I have hugely enjoyed bonding with her and she has come to feel like a daughter to me. I worry about her immensely when she goes home. She talks to me about everything. The first thing she does when her dad picks her up is ring me to see if she can hang out with us. Our house has become like home to her. If there are issues at school she rings me not her mother to help her out. She talks often about coming to live with us full time and although I am not completely opposed to this there are many things that cause me anxiety about the whole thing.
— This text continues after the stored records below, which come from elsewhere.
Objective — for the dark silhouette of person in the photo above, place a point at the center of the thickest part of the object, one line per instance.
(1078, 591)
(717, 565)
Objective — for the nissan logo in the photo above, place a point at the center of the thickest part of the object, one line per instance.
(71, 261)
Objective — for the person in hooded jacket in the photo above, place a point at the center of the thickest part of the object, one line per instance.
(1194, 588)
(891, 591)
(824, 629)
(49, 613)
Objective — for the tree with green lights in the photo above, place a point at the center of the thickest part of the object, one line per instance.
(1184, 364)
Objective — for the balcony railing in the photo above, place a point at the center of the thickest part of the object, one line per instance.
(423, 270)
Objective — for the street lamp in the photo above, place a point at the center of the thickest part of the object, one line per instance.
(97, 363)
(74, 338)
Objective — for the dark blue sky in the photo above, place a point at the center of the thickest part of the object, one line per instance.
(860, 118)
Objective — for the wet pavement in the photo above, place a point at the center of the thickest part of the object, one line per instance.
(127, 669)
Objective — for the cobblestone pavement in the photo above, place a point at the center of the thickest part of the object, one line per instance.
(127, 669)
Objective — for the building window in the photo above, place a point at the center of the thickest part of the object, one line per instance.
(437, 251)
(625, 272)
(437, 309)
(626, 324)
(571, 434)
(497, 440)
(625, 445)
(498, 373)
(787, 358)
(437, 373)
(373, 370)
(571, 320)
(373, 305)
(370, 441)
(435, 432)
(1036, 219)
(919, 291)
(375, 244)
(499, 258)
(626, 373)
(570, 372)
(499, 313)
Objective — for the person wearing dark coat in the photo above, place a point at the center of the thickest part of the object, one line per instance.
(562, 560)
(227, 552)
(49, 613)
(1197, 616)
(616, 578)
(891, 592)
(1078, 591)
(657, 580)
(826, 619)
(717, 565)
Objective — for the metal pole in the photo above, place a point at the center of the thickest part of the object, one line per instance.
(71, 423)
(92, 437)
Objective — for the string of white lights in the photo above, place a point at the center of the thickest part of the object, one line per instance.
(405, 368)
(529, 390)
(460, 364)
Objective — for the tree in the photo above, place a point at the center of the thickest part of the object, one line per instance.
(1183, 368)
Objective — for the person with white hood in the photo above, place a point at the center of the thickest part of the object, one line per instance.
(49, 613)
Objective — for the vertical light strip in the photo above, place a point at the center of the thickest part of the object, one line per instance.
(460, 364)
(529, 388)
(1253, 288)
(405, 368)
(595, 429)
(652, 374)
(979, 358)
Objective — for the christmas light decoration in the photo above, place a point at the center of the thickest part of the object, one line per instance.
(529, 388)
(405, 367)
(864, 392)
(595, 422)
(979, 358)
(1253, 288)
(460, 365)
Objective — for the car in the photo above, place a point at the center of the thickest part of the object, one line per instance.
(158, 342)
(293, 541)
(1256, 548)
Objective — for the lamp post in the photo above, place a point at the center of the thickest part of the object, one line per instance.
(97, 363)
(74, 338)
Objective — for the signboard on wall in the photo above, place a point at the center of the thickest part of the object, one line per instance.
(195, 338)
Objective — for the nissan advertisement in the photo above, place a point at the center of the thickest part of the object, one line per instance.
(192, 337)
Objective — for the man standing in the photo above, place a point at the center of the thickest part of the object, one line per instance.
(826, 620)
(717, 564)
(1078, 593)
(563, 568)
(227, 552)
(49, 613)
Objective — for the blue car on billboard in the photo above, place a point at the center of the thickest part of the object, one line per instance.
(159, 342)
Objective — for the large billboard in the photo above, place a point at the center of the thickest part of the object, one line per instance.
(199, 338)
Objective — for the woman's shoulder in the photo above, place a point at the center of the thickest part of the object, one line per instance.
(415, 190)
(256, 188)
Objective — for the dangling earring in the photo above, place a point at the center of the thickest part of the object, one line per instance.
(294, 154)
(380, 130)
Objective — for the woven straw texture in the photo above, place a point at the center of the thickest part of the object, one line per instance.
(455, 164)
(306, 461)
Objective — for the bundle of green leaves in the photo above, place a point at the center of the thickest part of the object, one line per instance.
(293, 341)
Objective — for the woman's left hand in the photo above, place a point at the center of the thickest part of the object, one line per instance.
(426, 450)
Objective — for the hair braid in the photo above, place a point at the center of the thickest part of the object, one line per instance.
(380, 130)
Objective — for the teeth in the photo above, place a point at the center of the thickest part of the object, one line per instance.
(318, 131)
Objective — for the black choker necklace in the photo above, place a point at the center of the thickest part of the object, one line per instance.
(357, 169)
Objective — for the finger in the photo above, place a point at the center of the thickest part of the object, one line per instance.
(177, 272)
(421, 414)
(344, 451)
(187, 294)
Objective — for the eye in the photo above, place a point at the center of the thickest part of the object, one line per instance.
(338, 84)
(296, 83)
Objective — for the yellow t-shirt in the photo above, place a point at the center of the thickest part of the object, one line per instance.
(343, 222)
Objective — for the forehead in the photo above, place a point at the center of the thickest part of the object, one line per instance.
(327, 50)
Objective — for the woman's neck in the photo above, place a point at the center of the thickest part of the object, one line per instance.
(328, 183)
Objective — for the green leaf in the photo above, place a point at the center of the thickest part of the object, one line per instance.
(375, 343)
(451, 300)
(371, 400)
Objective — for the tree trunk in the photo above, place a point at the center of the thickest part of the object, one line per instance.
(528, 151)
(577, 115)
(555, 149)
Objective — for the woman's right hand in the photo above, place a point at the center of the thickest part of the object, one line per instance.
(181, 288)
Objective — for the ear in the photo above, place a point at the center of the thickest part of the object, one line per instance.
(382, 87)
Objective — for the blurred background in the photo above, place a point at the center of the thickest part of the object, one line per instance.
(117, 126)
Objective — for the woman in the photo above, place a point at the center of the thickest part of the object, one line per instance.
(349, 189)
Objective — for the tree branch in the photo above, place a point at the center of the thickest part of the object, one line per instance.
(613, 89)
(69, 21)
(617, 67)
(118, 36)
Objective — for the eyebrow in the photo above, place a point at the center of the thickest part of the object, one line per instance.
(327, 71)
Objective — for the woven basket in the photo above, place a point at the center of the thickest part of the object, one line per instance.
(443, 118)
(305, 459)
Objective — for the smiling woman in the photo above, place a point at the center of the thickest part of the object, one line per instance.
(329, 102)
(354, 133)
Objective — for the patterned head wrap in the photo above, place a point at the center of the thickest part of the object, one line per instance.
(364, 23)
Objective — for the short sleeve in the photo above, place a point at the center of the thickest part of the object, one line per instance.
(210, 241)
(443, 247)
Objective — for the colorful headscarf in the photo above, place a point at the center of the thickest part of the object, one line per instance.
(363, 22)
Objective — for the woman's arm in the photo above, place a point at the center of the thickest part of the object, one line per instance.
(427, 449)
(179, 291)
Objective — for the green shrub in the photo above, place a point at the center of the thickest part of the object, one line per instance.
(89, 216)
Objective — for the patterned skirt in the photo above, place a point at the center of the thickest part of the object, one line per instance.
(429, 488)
Firstly - her behaviour is really not good (she is aggressive with people in the street), loudly racist, spits in the street, back chats any grown up. She steals anything that isn't nailed down. Her hygiene is appalling regardless of how many 'chats' we have about cleaning her teeth and showering every day. She often smells of BO or urine . She wears the same clothes every day, we have a lot of trouble getting them in the wash. Her coat has never been washed and is filthy - for some reason she will not let us wash it or mend the rips. She wears this coat in all weathers and does not like taking it off at all, even in a heat wave. (Any tips on tackling this without shaming?). She is very manipulative and lies like a cheap watch. I really struggle to work out lies from truth. She manipulates my mother into buying her expensive things - these things disappear once she gets home. She refuses to say please or thank you for anything. If I give her anything she always wants a little bit more (receives gifts or money ungratefully). We have tried using usual parenting techniques to instill good behaviour but nothing seems to get through to her. If anything she does it more when she is pulled up on it. I cannot take her into shops because she steals, or she ruins stock. For example she grabbed a brush, ran it through her hair and threw it back on the shelf! She refused to pay for it with her own money. I tell her off which leads to her doing it again and again (kind of "you can't tell me what to do"). She often nags for the most expensive thing in the shop and will have a tantrum when we say 'no'.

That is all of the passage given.